Alibaba announced on 3 August 2026 Qwen 3.8-Max, a 2.4-trillion-parameter model touted as bringing improvements in coding, office work and research. The weights are due to be released the following week. A week after Kimi K3's actually went live, the race for openness is heating up among Chinese labs.
In late July, we documented the release of the weights for Kimi K3, then the largest open model ever distributed. A week later, a competitor announces a model of comparable size with the same promise. Let's look at what this means.
What is being announced
Qwen 3.8-Max boasts 2.4 trillion parameters, placing it in the same category as the largest current open models. Alibaba highlights improvements on three fronts: programming, collaborative office work, and document search.
This positioning is telling. It's not about claiming the best overall performance, but targeting the uses where businesses actually spend money. Code and administrative work account for most of the workloads billed today, as we saw with the ATLAS study.
The promise to open the weights the following week deserves the same caution we applied to Kimi K3: an announced date is not a downloadable file. Moonshot kept its commitment on time, setting a favourable precedent, but each promise is judged when it comes due.
As with any launch announcement, the performance claims come from the lab itself and have not been independently verified at the time of writing. The parameter count, moreover, says nothing on its own: you'd need to know the share actually activated per request, as we explained regarding mixture-of-experts architectures. A 2.4-trillion-parameter model where 40 billion work at any given moment does not have the same cost profile as an equivalent dense model.
What this accumulation reveals
In three weeks, we've covered Kimi K3 and its 2.8 trillion parameters, a DeepSeek update at 14 cents per million tokens, and now Qwen 3.8-Max. Three Chinese labs, three major announcements, two openness promises kept or in progress.
This pace produces a mechanical effect we now observe every week: it pushes prices down everywhere. The 80% price cut announced by OpenAI can't be explained solely by technical gains. It fits into a market where a competitor offers similar capabilities for a fraction of the price, or even free to download.

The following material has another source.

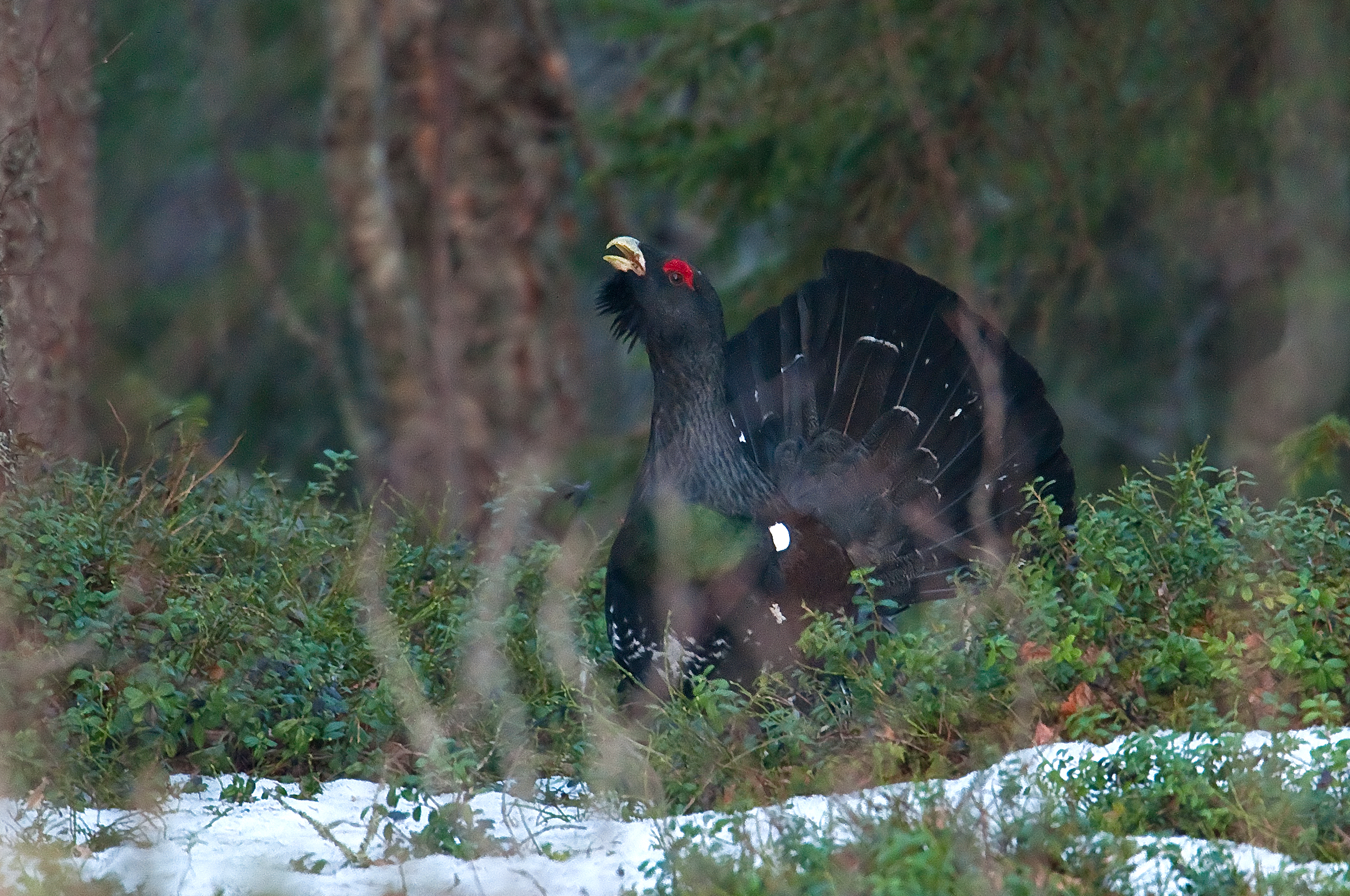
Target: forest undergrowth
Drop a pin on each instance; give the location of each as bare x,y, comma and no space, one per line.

For users, this is unambiguously good news. For the sector's balance, the question remains open: an industry where the core product becomes free must find its profitability elsewhere, and no one yet knows where.
What to take away
The important point is not the parameter count, which will become mundane in six months. It's that openness has become a systematic competitive argument rather than a militant exception.
A year ago, publishing the weights of a state-of-the-art model was a political gesture. Today, it's an expected box on a product announcement, to the point that a lab that didn't do it would have to explain itself. This shift, which we detailed in our article on open models, is arguably the most structural development of 2026. The question is how long an industry can sustain this pace while giving away its product.